さとうきびは、栄養体繁殖性作物で、活性の高い種苗の増殖率は、10倍程度と極めて低いうえ、一般的防除法では防除不可能な病原(種苗伝搬性病害)が種苗に内在することが多く、一度植え付けした種苗の栽培期間が株出しを含めると3年程度と長期にわたることや、罹病株が感染源となること等から直接・間接的な収量に与える影響には大きなものがある。
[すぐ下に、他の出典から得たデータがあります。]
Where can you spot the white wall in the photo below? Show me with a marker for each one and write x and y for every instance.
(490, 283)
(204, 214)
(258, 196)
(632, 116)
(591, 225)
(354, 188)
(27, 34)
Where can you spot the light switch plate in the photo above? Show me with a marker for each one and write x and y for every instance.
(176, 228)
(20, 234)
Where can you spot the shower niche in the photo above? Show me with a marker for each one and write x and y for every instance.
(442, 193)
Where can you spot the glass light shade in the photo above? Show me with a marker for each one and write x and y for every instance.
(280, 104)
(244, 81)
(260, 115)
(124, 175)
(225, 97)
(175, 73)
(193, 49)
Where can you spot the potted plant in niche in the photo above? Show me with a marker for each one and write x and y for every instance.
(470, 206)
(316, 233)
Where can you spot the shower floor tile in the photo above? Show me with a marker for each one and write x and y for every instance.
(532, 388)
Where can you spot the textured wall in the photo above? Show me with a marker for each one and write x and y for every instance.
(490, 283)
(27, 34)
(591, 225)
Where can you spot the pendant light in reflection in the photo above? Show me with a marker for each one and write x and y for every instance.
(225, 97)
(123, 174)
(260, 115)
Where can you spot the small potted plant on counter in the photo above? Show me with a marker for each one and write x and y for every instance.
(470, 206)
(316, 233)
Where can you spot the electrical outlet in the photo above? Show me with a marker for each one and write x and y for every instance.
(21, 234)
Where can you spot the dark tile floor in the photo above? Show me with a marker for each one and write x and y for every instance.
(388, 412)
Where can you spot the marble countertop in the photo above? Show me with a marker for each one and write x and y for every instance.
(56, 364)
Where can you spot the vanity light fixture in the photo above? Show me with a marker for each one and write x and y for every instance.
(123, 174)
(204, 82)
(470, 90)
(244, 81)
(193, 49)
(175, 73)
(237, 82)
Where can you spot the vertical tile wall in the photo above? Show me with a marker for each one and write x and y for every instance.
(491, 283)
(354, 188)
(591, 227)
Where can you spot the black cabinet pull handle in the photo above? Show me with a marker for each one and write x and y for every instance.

したがって、さとうきび栽培に当たって種苗を選択することは、基本栽培技術のひとつといえる。
当農場は、昭和40年10月に当時蔓延していたモザイク病やわい化病の被害軽減化による農家収入の高位安定化のため、国・県・市町村等での3段階組織による種苗増殖役割の頂点となる健全無病の優良種苗である原原種の生産・配布を目的に、さとうきび原原種農場として設置されたものであり、高品質の原原種を供給する役割を担っている。
現在、さとうきび原原種の生産は、当農場と沖縄農場の2農場で実施しており、鹿児島県及び沖縄県のさとうきび生産振興計画に基づいて、生産する品種並びに数量を決定している。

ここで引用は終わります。